Initial state unemployment insurance claims dropped in the week ending 6 March but an equal number filed initial claim for Pandemic Unemployment Assistance.

How many Americans have claimed unemployment benefits this month?

There was a light of hope this week with the signing of the American Rescue Plan on Thursday by President Biden, which will extend unemployment benefits for millions of Americans still out of work. The US economy is still clawing its way back from the depths of the collapse of the labor market when the covid-19 pandemic was declared one year ago.

Unemployment still remains stubbornly high with over 9 million jobs less than before the pandemic struck.
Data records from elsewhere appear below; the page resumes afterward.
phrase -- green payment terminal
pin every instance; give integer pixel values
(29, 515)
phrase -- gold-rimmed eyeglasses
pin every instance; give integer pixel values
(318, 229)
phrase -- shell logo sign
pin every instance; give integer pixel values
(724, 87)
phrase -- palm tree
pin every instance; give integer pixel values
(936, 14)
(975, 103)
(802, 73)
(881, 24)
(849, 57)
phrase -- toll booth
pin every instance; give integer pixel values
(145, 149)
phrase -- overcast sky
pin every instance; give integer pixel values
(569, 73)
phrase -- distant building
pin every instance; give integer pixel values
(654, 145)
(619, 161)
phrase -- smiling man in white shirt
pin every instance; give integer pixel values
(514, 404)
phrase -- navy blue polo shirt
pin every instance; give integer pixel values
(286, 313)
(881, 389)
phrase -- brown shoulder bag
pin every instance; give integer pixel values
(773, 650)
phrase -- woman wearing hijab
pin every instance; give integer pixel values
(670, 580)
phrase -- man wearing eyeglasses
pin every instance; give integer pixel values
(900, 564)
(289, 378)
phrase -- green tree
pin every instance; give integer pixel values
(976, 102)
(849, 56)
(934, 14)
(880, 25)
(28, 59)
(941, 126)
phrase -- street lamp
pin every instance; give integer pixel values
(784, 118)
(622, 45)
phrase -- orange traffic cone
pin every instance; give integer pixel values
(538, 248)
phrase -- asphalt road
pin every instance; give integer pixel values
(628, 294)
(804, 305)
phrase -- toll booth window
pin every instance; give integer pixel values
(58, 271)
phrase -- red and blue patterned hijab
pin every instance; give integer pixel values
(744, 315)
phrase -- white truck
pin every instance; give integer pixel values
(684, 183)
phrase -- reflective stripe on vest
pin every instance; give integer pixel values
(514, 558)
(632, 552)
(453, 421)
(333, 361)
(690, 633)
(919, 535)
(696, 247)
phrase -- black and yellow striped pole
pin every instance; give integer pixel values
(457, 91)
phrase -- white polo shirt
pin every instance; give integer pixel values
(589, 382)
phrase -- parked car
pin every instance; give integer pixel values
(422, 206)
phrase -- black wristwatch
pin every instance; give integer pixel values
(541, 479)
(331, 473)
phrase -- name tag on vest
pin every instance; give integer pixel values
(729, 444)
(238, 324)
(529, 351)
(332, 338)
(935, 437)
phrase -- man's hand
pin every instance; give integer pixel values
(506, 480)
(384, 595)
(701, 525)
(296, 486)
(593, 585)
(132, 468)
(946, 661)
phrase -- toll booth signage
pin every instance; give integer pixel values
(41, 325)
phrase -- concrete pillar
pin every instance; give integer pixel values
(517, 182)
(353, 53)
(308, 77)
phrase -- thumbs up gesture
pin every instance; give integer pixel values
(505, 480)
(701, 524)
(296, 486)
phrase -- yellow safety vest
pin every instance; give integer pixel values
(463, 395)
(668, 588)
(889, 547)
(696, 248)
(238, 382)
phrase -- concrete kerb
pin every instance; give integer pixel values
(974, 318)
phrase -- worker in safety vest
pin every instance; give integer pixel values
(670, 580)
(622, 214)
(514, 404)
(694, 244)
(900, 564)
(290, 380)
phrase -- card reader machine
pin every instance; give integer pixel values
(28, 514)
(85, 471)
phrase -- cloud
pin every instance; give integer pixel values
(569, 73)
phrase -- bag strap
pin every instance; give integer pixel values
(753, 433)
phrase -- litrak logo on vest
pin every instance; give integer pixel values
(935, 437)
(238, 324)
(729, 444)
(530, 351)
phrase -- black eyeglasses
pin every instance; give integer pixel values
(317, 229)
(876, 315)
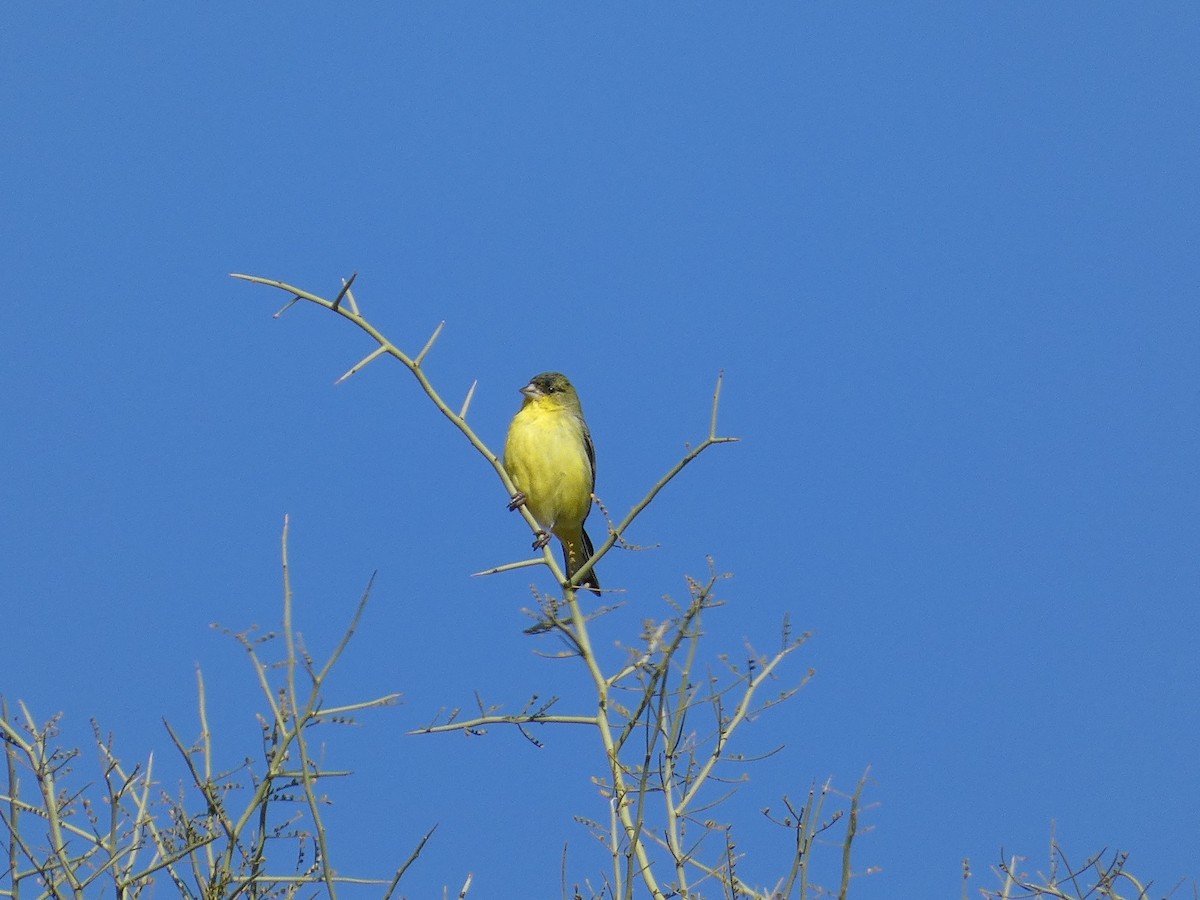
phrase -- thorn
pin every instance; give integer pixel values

Just as over 2 million jabs to inoculate against covid-19 are being given on average, soon the US economy will gets its own shot in the arm. The White House said that the first wave of $1,400 stimulus checks will begin appearing in bank accounts this weekend.

What is the current unemployment?

The unemployment rate in February 2021 was 6.2%, compared to 3.5% the same time last year.
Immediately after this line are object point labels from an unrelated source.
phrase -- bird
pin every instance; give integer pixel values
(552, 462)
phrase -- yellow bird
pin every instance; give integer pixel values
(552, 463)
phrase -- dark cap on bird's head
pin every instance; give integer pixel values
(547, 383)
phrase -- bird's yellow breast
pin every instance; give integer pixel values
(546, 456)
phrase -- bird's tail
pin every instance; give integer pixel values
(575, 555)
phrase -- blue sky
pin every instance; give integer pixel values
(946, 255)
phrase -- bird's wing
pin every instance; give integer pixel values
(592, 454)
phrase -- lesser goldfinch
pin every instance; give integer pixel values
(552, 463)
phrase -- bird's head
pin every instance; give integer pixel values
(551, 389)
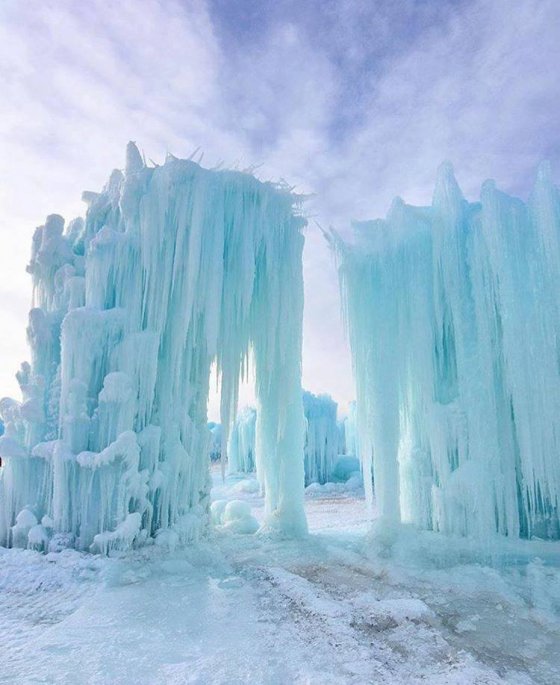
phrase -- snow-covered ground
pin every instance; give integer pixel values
(338, 607)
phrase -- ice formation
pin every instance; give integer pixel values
(174, 267)
(454, 325)
(321, 437)
(323, 440)
(241, 446)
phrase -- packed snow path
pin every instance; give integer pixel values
(246, 609)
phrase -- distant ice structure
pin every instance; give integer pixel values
(351, 442)
(241, 446)
(321, 437)
(174, 267)
(215, 448)
(454, 323)
(323, 441)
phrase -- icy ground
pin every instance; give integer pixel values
(247, 609)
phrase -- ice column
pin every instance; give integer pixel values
(454, 324)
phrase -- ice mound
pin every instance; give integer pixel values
(234, 516)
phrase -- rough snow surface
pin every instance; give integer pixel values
(257, 609)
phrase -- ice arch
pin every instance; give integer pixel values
(174, 267)
(454, 320)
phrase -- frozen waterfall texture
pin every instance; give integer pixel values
(454, 321)
(323, 439)
(174, 267)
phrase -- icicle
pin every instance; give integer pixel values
(175, 268)
(454, 325)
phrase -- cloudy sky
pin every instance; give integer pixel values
(352, 101)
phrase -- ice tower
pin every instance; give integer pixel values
(454, 323)
(174, 267)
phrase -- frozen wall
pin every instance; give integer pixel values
(174, 267)
(454, 322)
(322, 437)
(323, 440)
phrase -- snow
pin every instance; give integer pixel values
(454, 325)
(174, 269)
(253, 608)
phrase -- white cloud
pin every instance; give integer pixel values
(351, 100)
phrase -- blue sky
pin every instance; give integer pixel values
(353, 102)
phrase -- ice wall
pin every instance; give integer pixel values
(454, 324)
(174, 267)
(321, 437)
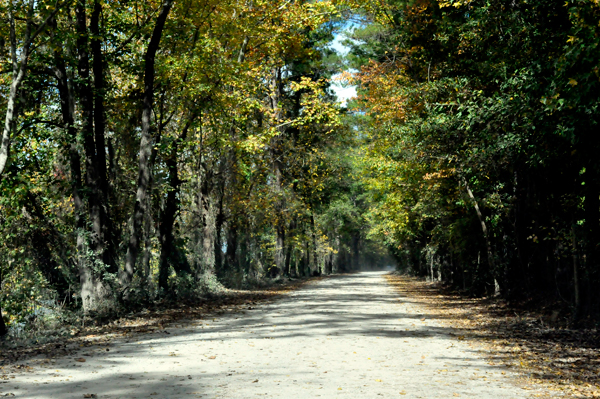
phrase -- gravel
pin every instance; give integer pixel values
(349, 336)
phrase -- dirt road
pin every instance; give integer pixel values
(347, 336)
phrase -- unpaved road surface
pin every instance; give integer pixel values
(347, 336)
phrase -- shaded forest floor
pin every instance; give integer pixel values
(563, 360)
(155, 319)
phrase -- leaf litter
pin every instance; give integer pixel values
(557, 358)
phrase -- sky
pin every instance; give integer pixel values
(343, 92)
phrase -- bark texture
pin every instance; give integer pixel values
(146, 144)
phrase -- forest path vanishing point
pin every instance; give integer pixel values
(349, 336)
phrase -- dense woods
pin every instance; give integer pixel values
(481, 143)
(160, 150)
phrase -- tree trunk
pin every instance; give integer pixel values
(218, 241)
(146, 145)
(488, 243)
(276, 155)
(3, 329)
(67, 106)
(576, 284)
(93, 290)
(108, 245)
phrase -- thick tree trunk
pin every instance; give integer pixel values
(107, 244)
(146, 144)
(67, 106)
(170, 254)
(93, 290)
A total of 712,000 workers filed first-time claims for unemployment benefits in the week that ended 6 March, 42,000 less than the week before. However, last week's numbers, which were revised upwards, saw new claims rise in total by 28,000. The jump in the week ending in 27 February was blamed on the winter storms in Texas.

The reduction in first-time state unemployment claims was matched by a nearly equal rise in first time claims for Pandemic Unemployment Assistance (PUA), which covers the self-employed, gig workers, part-timers and others who are not able to receive regular state unemployment benefits. The US Labor Department data registered 478,001 new PUA claims, up 41,863.

The unemployment rate may be much higher

There are currently 10 million people out of work according to the US Department of Labor. However last month both Federal Reserve chair, Jerome H. Powell, and Treasury Secretary Janet Yellen, both said that the real number of people out of work could be much higher. Instead of 6.2% the real unemployment rate could be closer to 10%, or over 16 million. However, it is hard to tell exactly how many Americans are jobless at any given time, an especially in these abnormal times.

This is due to the way the Bureau of Labor Statistics does the numbers. The rate is calculated by tallying up how many Americans are actively looking for work or are on temporary layoff midway through each month. That number is then taken as a share of the civilian labor force to report the official unemployment rate. This leaves out those that who are not applying for a job because they are discouraged or waiting for the right opportunity.